Last year I wrote about the three kinds of unity for which we strive as Christians. Both the post itself (which you can read here) and the discussion in the comments section strike me as still valid. A recent experience on Facebook has convinced me, however, that we have a long way to go before we all attain to the kind of theological and historical fluency we need in order to be able to think about any kind of institutional unity. That leaves us with the need to work for unity within the Church to which we belong, and the everyday, pragmatic unity of working and praying alongside each other even if we cannot share the same sacraments or institutional structures.
Of these two, I think working for the unity of the Church to which we belong is the bigger challenge. Family quarrels are always more passionate than any other. We know each other too well, and, au fond, love each other too deeply, to retreat into polite disagreement. We care; and because we care, we are ready to fight tooth and nail. There is just one little problem with this nowadays. The digital revolution means that nothing can be kept private for very long, and when outsiders eavesdrop on the quarrelling, they are apt to draw the wrong conclusions. One could be forgiven for thinking sometimes that the Catholic Church is divided into two camps: Benedict XVI v. Francis, Tridentine v. Novus Ordo, Europe v. the rest of the world. It all smacks of ‘I am for Paul; I am for Apollos,’ doesn’t it?
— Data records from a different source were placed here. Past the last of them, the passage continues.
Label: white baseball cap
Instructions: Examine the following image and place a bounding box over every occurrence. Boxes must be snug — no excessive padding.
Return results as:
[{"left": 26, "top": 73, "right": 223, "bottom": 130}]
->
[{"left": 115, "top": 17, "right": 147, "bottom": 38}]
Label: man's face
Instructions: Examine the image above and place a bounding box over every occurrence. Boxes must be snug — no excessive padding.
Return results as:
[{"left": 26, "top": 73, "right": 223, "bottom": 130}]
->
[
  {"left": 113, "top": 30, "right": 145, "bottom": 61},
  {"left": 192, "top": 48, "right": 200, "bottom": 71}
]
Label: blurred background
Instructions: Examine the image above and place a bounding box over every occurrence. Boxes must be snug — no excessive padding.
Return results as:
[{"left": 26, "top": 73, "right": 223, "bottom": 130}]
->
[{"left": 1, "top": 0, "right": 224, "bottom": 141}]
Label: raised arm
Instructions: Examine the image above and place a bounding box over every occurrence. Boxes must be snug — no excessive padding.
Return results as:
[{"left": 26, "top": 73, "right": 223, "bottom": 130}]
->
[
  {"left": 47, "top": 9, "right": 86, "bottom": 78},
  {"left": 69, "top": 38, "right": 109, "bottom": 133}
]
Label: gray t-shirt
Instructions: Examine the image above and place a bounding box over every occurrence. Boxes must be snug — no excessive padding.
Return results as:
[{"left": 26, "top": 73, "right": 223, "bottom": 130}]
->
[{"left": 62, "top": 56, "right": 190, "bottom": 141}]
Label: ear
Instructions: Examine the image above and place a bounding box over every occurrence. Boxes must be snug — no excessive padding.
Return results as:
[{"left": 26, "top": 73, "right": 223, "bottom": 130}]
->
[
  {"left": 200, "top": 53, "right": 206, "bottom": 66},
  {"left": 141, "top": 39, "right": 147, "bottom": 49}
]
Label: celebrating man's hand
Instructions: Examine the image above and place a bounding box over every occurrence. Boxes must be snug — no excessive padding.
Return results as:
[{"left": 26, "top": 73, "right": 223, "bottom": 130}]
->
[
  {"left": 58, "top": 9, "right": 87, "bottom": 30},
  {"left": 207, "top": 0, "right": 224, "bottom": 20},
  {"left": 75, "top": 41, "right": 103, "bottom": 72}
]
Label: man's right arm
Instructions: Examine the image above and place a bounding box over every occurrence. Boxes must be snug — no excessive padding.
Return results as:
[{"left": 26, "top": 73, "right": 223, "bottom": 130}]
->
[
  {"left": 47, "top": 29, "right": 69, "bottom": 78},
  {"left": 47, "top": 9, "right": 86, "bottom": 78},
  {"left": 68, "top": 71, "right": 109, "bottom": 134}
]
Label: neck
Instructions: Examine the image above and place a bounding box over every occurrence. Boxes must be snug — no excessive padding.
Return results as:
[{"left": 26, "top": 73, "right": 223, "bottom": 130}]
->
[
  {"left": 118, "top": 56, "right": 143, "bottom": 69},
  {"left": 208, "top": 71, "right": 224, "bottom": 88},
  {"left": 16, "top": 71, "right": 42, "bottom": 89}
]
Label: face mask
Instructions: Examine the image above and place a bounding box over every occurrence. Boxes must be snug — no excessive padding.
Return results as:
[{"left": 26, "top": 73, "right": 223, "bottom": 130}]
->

It matters, because only from the unity of the Church can the quest for further unity among Christians proceed. We can try to kid ourselves that we are working for unity by attending all kinds of prayer groups and meetings and making all sorts of ecumenical gestures, but unless we are united in the heart of the Church to which we belong, we are chasing a chimera.
So, on this first day of the Octave of Prayer for Christian Unity, may I propose a little soul-searching? I suggest we each spend a moment or two thinking about the Church to which we belong and our membership of it. Do we contribute to its unity or detract from it? Does our unity impell us to seek unity with other Christians, or do we use ecumenism as a way of hiding from ourselves our own lack of commitment? The answers we give may not be what we would like, but unless we are honest with ourselves and others, how can we truly seek the unity for which Christ prayed?